768 = 2^8 * 3. Is there any reason why L2 is that big for GPU or is it just an Empirical result?

This comment was marked helpful 0 times.

rbcarlso

I know some NVIDIA GPUs have 768 KB L2 caches, but I don't know why NVIDIA picked that. I would imagine it's because they intended to minimize the cache size in order to make as much room as possible for cores/ALUs etc. 768 may be the magic number they found that provides physical space on the chip, meets their minimum requirements for memory usage, and works out with powers of two.

This comment was marked helpful 0 times.

kayvonf

Chip architects make decisions by running experiments are real workloads. I suspect that benchmarks showed the for many GPU workloads larger caches had decreasing benefits, and that chip area was better used, as @rbariso suggests, for adding other capabilities.

Question: What mechanisms do GPUs use to avoid performance problems that might arise if a CPU-style processor was attached to such a small last-level cache?

This comment was marked helpful 0 times.

putthatcookiedown

GPU program working sets are typically much larger than CPUs. This is why it makes sense for CPUs to have a large cache and the GPU a small one; the CPU can usually fit the working set into its last level cache whereas this is usually unrealistic for a GPU. GPUs get around this by having massive memory bandwidth. They may not be able to store everything in their cache, but they can access memory fairly easily. Because CPUs have large caches, less die area is spent on a high throughput memory controller. However if a CPU were to be hooked up to a GPU memory system, reasonable performance could probably still be expected due to the massive memory bandwidth, though perhaps not as good as with the typical CPU cache architecture.

This comment was marked helpful 0 times.

kayvonf

Communication between the main system memory and GPU memory (for a discrete GPU card) is over the PCI Express (PCIe) bus.

To be precise, each lane of a PCIe 2.0 bus can sustain 500 MB/sec of bandwidth. Most motherboards have the discrete GPU connected to a 16-lane slot (PCIe x16), so light speed for communication between the two is 8GB/sec.

The first motherboards and GPUs supporting PCIe 3.0 appeared in 2012. PCIe 3 doubled the per-channel data rate, so a PCIe x16 connection can provide up to 16 GB/sec of bandwidth.
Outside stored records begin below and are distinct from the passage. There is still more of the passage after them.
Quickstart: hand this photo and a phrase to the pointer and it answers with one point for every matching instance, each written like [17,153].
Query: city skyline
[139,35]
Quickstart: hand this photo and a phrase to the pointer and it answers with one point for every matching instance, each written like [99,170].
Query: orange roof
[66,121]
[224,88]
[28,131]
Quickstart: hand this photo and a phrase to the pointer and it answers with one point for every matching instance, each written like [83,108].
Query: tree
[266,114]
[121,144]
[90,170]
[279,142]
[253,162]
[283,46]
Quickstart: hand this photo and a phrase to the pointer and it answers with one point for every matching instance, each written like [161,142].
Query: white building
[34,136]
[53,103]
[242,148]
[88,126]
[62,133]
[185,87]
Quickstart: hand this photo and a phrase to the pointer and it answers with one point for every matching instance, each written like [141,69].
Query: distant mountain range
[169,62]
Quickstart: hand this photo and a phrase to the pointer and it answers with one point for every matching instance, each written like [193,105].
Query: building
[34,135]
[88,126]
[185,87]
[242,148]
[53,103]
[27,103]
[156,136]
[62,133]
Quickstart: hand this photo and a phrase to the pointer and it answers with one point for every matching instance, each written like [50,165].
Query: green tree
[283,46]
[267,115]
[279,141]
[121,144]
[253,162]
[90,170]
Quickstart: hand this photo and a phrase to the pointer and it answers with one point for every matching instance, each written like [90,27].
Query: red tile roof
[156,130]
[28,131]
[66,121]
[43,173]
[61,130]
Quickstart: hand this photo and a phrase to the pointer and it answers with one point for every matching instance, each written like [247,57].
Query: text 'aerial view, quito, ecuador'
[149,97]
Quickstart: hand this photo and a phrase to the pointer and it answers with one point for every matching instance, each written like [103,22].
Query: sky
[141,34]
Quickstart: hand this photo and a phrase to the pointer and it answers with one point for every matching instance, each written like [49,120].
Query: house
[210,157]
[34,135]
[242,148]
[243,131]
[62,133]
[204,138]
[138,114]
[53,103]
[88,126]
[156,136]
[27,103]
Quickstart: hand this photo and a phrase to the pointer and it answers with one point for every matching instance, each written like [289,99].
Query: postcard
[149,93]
Question: Even the fastest PCIe bus delivers bandwidth substantially lower than the 177 GB/sec of GPU to GPU memory shown on this slide (and also slower than the connection between the CPU and main system memory). What are possible implications of this?

This comment was marked helpful 0 times.

wcrichto

The implications depend on the extent to which a reduction in input size correlates to a reduction in latency. For example, if our PCIe bus runs at 16 GB/s, then every transfer to memory could (absent other data) potentially take a full second, but we can run 16B transfers simultaneously. At best, we could run a single transfer in 1/16B seconds. Given that GPUs probably have an average workload equal to the number of pixels in a screen (roughly 1024^2 = 1MB of data), this means it would optimally take 1M / 16B = 1 / 16K, or 16K transfers per second. Since most GPU applications only require at most 60 frames per second, I'd say we're doing pretty well for ourselves even with a bandwidth of 16 GB/S (or worse).

Granted, this is assuming optimal conditions and an average workload. I'm not sure of other use cases for which this might have more dire implications.

This comment was marked helpful 0 times.